Obligation Alleviation During the COVID-19 Crisis
Within about one month from the day in March when the World Health Organization declared the coronavirus outbreak a global pandemic, about 95 percent of the U.S. public has come under what would normally be seen as draconian regulatory obligations: “stay at home,” “close up your business,” “stay off of the beach,” “wear a face mask.”
Although such obligations would be unfathomable during normal times, remarkably, hundreds of millions of Americans have accepted them and appear largely to be complying with their terms—all within the span of a few weeks’ time. Yet as the nation’s economy spirals out of control, with more than 20 million Americans having lost their jobs over the last month, the key regulatory question now seems to be: When will the economy “re-open”?
This is a question of what I call “obligation alleviation.” The lifting or alleviating of obligations is a key decision all regulators face, which may seem surprising because the word “regulation” connotes the imposition of obligations.
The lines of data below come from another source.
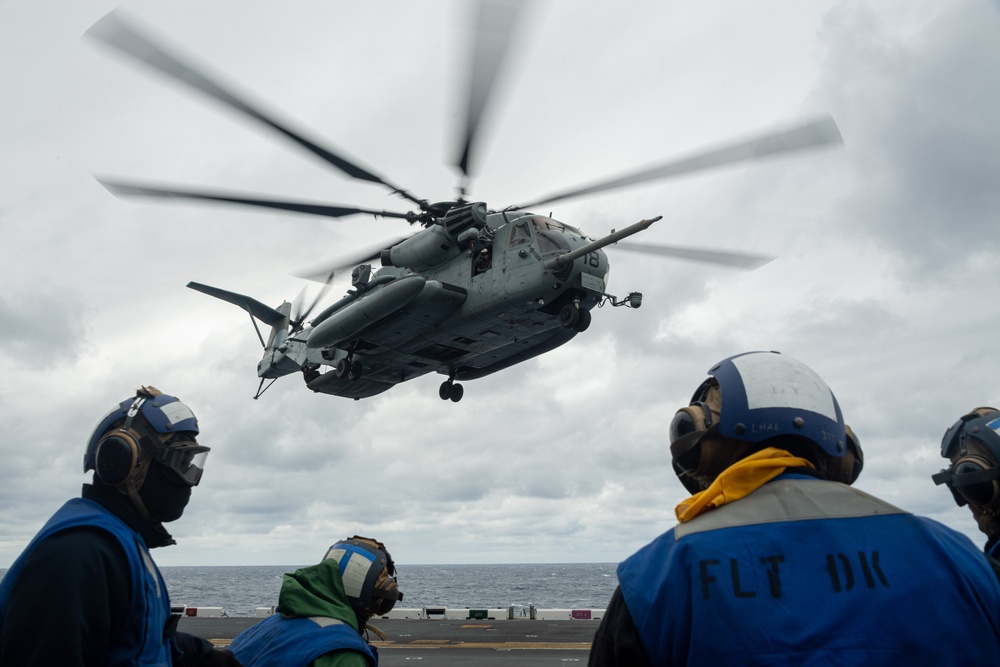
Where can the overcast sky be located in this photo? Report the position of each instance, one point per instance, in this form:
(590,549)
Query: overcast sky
(885,281)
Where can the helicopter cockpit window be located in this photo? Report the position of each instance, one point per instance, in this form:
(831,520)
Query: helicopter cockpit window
(549,242)
(520,235)
(551,235)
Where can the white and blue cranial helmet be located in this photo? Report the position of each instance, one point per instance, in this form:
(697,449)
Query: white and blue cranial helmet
(369,576)
(766,394)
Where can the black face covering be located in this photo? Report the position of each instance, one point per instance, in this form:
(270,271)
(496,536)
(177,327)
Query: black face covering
(164,494)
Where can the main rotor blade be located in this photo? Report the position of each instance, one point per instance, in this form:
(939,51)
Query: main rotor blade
(731,259)
(123,189)
(494,26)
(113,31)
(325,271)
(813,134)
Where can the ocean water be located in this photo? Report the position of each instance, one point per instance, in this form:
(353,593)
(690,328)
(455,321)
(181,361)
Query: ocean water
(239,590)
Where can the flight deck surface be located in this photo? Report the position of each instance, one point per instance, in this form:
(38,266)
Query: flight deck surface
(450,642)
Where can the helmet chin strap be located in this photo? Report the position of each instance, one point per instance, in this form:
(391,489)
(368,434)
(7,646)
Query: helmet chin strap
(130,487)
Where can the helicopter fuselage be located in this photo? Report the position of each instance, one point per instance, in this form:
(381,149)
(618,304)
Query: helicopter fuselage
(488,301)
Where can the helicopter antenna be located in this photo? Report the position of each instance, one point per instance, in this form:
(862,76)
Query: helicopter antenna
(261,388)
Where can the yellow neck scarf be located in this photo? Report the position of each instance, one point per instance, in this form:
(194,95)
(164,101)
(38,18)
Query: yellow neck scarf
(739,480)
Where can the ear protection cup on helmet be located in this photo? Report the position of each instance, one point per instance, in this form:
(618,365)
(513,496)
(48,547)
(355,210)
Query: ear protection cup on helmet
(118,456)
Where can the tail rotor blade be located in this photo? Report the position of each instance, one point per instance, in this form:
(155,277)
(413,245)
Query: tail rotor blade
(731,259)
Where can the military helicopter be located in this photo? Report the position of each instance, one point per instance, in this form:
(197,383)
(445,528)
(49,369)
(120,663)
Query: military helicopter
(475,290)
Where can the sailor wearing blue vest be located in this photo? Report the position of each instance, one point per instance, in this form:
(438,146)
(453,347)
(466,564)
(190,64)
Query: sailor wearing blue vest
(972,444)
(323,610)
(777,560)
(85,591)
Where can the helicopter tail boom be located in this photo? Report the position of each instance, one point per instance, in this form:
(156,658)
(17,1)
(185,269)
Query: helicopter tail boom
(562,260)
(266,314)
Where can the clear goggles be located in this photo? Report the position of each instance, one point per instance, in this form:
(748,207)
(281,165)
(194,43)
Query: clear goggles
(184,457)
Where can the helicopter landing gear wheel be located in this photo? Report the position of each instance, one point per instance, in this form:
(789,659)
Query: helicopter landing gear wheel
(569,315)
(450,390)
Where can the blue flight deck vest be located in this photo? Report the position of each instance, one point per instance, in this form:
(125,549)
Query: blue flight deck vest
(804,571)
(141,642)
(295,642)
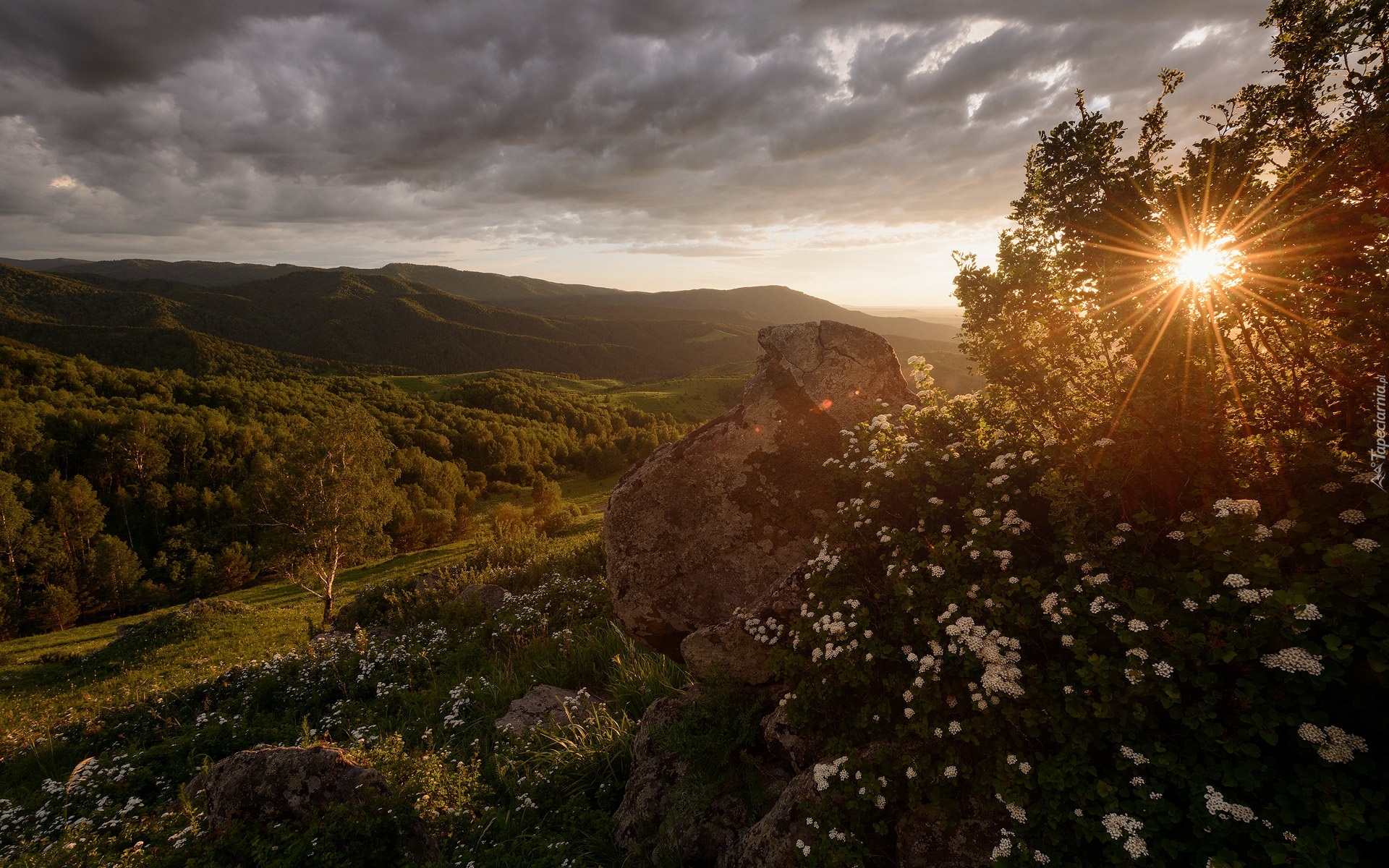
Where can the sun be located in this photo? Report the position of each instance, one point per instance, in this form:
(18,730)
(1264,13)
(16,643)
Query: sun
(1203,264)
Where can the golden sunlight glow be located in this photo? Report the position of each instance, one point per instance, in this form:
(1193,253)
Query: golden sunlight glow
(1205,264)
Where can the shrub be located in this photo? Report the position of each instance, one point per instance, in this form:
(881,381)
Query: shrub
(1117,685)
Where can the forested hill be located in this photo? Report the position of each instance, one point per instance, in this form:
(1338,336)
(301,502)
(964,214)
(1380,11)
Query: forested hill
(412,318)
(124,489)
(353,318)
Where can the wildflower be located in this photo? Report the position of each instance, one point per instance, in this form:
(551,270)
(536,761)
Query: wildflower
(1132,756)
(1226,507)
(1215,804)
(1335,744)
(1294,660)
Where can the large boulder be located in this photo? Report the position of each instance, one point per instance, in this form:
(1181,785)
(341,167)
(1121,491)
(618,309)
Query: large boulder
(282,782)
(710,524)
(548,706)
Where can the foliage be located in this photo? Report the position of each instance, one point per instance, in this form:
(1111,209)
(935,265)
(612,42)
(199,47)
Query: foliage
(174,467)
(418,706)
(326,503)
(1127,602)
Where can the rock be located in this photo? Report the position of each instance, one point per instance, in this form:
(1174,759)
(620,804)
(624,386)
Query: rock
(546,706)
(489,596)
(922,842)
(783,744)
(659,816)
(709,524)
(655,775)
(281,782)
(771,841)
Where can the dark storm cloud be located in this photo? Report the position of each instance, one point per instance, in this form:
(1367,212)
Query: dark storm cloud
(655,124)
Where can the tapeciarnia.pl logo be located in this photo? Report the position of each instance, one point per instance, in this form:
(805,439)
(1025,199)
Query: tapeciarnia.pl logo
(1377,454)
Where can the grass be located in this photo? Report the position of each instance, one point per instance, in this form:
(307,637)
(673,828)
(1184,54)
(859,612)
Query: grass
(418,706)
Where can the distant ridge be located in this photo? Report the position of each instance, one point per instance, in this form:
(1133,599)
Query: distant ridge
(417,318)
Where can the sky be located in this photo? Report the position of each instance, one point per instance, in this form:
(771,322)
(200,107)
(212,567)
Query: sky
(842,148)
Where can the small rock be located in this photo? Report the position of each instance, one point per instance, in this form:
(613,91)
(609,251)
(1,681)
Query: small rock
(548,706)
(281,782)
(771,841)
(781,741)
(653,778)
(489,596)
(922,842)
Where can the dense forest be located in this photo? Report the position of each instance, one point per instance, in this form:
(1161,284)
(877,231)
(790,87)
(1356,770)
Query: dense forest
(124,489)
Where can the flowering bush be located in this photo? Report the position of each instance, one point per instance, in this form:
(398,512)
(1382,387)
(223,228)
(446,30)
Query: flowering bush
(1113,685)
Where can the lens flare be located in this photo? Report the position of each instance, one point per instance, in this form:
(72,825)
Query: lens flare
(1205,264)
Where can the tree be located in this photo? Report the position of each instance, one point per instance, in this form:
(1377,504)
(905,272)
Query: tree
(324,502)
(14,522)
(116,571)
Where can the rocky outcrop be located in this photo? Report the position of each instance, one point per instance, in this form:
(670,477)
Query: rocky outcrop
(710,524)
(924,841)
(771,841)
(546,706)
(655,778)
(282,782)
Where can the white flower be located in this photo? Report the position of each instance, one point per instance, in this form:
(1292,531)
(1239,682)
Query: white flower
(1294,660)
(1132,756)
(1335,744)
(1118,825)
(1215,804)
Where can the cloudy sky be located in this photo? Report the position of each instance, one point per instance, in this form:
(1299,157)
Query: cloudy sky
(844,148)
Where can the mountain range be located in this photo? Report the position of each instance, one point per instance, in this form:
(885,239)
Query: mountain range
(410,318)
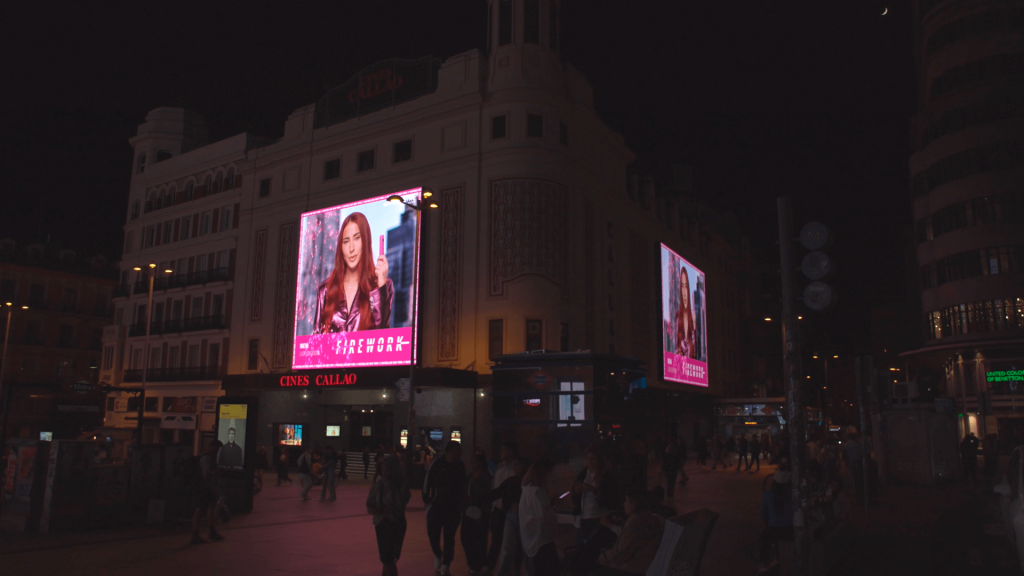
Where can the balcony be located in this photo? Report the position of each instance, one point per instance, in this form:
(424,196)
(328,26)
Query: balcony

But as may be clearer in times of emergency, the practice of regulating also involves deciding when, how, and for whom to alleviate obligations.
Obligation alleviation comes in several different varieties. Sometimes it takes the form of repealing rules wholesale—or what is typically referred to as deregulation. That is what most people have in mind when they ask when the economy will re-open.
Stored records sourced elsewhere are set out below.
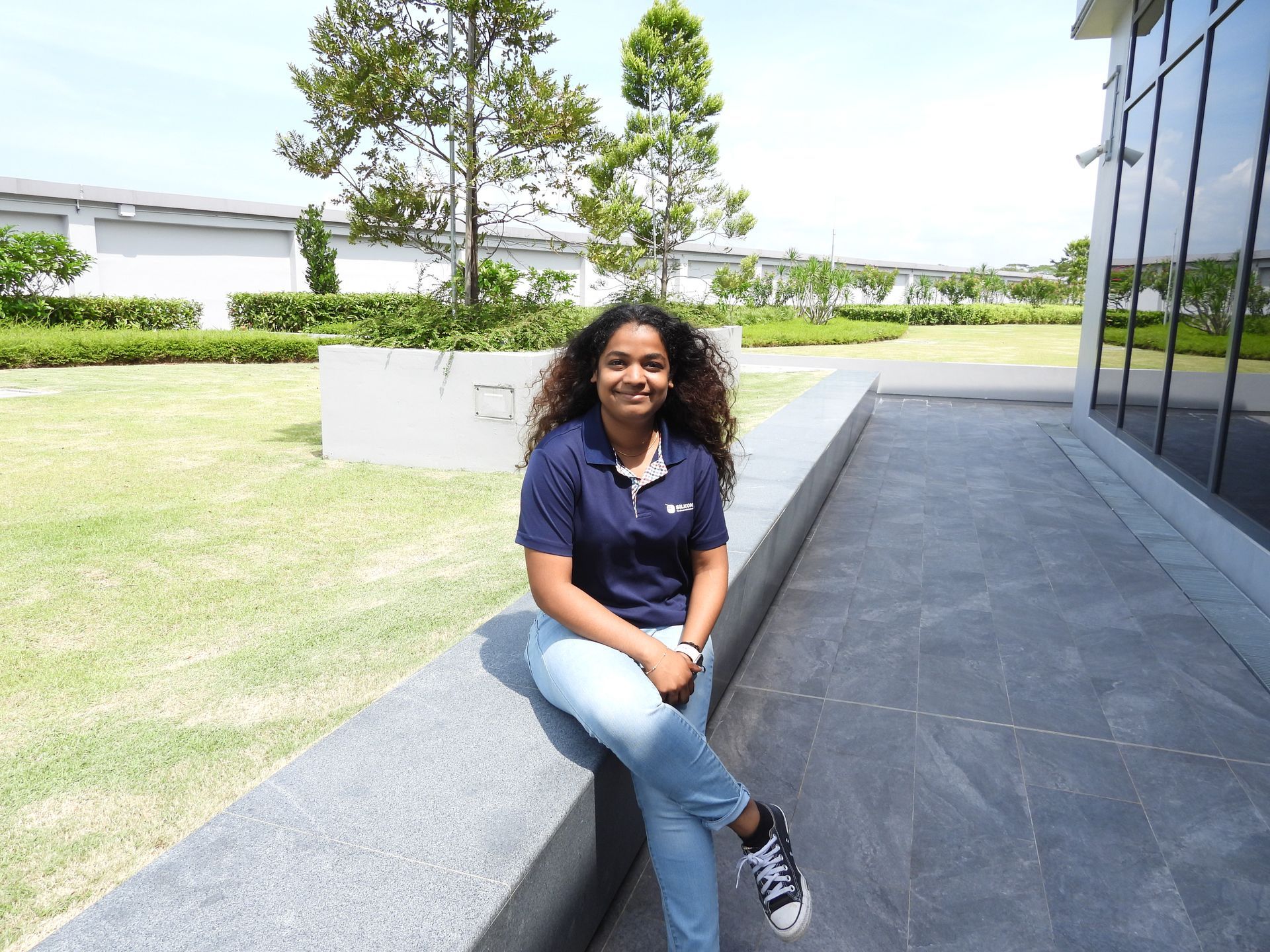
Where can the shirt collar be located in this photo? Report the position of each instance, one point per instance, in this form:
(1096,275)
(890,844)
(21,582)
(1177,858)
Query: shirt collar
(599,450)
In a forthcoming article in the Stanford Law Review, we explain how unrules are the opposite of rules. Instead of imposing obligations, unrules allow regulators to ensure that certain actors can avoid otherwise applicable obligations—but without completely removing the rules, as with deregulation. Unrules can be baked into rules themselves—what we call “carveouts.” Or they can take place after a rule is on the books—through case-specific or firm-specific “dispensations” that waive otherwise applicable obligations without repealing a regulation.